The 7 Tactics for Better Business Outcomes

1. Consult Deeply with Stakeholders: Stop taking "orders" for courses. Instead, act as a consultant to understand the underlying business problem (e.g., "Why are sales down?" rather than "We need sales training").

2. Align with Strategic Metrics: Your KPIs should match the board’s KPIs. If the company is focused on customer retention, your learning outcomes must directly impact retention scores.

3. Prioritise Performance Support: Learning shouldn't just happen in a classroom; it should happen in the flow of work. Provide the right information at the exact moment a worker needs it.

4. Adopt a "Skills-First" Framework: Move away from job titles and toward granular skills.

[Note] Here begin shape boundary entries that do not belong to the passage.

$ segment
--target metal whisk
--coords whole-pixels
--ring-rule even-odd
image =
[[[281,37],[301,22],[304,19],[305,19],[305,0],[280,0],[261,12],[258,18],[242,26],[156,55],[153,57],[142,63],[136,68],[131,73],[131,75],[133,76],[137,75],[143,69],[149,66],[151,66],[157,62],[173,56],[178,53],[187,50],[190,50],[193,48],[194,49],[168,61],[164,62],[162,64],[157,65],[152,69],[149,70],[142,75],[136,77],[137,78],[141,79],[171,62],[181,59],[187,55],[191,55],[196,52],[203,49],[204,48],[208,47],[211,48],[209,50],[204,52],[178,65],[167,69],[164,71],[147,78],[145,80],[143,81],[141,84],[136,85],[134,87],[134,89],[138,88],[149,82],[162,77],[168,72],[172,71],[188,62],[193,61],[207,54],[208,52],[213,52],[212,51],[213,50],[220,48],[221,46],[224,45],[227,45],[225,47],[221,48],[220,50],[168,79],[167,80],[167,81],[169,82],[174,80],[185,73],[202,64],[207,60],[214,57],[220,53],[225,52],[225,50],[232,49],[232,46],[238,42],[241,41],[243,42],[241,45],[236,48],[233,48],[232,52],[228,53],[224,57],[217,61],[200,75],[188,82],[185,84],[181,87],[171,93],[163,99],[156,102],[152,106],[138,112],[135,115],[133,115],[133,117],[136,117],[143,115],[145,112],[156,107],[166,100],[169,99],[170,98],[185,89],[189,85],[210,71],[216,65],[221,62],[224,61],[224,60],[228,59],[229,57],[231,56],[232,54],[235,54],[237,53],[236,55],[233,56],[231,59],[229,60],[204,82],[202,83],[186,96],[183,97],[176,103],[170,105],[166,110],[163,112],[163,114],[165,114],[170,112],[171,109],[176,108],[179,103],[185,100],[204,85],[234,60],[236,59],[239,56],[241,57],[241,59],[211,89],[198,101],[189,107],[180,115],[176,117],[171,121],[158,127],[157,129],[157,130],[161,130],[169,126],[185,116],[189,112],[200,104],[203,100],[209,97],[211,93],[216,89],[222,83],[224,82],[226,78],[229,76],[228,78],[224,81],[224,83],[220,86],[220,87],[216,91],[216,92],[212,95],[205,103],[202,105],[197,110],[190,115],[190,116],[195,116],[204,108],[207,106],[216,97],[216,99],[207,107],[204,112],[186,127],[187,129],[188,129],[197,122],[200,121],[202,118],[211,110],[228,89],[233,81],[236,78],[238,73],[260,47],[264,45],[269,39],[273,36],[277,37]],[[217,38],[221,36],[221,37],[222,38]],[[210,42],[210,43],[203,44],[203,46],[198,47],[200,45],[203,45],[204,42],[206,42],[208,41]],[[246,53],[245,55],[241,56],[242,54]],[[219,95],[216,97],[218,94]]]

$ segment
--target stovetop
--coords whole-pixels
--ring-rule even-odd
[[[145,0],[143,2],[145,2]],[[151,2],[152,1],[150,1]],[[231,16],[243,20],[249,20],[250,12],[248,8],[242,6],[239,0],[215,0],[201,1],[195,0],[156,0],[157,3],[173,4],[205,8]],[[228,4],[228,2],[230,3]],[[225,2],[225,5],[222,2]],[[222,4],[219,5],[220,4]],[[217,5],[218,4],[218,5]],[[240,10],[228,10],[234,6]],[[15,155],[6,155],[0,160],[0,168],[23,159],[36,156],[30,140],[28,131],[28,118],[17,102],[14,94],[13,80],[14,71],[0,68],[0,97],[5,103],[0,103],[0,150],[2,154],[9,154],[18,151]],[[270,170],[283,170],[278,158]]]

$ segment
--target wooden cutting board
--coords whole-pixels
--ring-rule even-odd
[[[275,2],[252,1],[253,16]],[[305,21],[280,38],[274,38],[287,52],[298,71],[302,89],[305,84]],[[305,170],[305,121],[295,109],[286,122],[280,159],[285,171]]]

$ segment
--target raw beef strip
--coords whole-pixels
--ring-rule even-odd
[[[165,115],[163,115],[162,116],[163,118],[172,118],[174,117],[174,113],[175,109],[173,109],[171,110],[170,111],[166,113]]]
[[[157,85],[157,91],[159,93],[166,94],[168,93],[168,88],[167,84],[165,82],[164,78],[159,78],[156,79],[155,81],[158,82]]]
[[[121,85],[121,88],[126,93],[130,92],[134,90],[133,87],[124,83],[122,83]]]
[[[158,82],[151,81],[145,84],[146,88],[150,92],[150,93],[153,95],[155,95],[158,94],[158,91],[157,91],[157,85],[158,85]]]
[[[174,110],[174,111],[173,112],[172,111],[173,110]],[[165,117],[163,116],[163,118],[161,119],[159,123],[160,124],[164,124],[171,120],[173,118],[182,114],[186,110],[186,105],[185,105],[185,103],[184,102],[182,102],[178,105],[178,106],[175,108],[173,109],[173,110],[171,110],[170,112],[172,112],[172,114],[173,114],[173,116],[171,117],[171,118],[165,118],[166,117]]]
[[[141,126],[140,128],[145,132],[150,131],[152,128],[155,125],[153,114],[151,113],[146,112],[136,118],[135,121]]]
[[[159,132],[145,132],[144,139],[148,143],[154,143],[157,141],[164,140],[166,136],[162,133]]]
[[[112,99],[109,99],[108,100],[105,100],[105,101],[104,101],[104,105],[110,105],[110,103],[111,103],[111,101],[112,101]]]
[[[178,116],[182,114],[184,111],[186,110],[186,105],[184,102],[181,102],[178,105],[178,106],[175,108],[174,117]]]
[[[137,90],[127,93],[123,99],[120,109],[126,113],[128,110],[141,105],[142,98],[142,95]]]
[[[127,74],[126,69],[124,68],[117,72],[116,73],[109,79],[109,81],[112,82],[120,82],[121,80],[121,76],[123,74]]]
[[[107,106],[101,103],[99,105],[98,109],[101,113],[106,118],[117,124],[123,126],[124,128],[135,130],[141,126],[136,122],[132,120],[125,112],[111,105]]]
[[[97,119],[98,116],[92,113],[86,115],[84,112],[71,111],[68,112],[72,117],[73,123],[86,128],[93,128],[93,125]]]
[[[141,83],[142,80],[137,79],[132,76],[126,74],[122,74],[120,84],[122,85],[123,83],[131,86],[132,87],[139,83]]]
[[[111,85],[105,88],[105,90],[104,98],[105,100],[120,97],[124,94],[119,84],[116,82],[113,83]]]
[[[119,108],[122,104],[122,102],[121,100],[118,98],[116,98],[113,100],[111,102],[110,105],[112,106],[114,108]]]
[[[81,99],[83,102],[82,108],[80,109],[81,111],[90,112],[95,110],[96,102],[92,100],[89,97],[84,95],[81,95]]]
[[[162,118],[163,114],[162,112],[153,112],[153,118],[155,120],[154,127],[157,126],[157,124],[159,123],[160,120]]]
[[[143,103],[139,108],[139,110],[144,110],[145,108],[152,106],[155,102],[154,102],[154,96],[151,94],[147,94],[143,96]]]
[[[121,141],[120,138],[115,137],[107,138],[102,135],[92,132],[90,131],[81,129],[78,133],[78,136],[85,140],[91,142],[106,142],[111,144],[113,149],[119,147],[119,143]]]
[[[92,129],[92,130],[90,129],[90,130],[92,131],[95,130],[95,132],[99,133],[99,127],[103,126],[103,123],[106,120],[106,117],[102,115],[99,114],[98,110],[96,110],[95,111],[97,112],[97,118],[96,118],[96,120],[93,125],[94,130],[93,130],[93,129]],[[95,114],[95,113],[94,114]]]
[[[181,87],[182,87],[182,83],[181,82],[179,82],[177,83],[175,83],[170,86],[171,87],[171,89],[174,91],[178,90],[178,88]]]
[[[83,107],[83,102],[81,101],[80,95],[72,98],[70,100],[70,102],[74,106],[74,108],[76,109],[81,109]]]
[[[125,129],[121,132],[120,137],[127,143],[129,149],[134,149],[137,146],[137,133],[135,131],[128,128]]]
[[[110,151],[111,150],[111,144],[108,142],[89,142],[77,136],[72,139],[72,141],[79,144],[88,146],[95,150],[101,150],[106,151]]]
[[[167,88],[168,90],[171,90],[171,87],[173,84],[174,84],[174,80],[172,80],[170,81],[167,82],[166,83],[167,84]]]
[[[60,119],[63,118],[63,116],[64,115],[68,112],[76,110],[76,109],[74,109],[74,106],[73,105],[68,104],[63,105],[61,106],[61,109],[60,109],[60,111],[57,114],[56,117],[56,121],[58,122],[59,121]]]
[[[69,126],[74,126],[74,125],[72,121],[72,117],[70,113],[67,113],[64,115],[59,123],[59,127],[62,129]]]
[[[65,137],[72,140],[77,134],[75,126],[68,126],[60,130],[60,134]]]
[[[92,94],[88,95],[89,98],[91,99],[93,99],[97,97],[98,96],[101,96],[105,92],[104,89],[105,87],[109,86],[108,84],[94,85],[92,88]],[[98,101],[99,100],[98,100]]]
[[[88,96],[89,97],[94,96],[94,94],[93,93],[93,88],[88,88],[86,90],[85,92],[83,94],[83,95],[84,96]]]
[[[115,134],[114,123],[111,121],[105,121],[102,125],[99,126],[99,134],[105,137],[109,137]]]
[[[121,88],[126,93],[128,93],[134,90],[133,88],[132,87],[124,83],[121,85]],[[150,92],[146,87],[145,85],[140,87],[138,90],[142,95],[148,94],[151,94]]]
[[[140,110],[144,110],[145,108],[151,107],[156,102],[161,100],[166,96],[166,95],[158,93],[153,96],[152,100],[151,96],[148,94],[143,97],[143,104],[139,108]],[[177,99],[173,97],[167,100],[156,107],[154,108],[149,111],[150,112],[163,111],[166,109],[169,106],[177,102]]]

This allows for more agile movement of talent across the organisation as needs change.

5. Leverage Data for Insight, Not Just Tracking: Move beyond "level 1" feedback (smile sheets) and use data to track behavioural changes and ROI.

6. Human-Centric AI Integration: Use AI to scale personalisation and automate admin but keep the focus on human connection and coaching—the areas where AI cannot compete.

7. Drive Learning Transfer through Reinforcement: This is the most critical and often overlooked step. Information is useless if it is forgotten 48 hours later.

The Silent Killer of ROI: The Forgetting Curve

Even the most brilliant strategy fails if the knowledge doesn't stick. Donald Taylor often highlights that the "hype" of new technology is only valuable if it serves the fundamental way humans learn. We know from neuroscience that without deliberate recall, up to 90% of new information is lost within a month.

This is where the tactical meets the practical. To truly move the needle on business outcomes, organisations are increasingly looking toward sophisticated reinforcement tools. Solutions like Forget Me Not® are designed to bridge the gap between "learning" and "doing." By utilising spaced repetition and microlearning, Forget Me Not® ensures that the seven tactics listed above aren't just one-off initiatives, but sustained behavioural shifts.

Challenging the Forgetting Curve.

Conclusion

The future of learning isn't just about more content; it's about less waste. By adopting Donald Taylor's focus on business alignment and ensuring that knowledge is retained long-term through tools like Forget Me Not®, L&D can finally secure its seat at the executive table.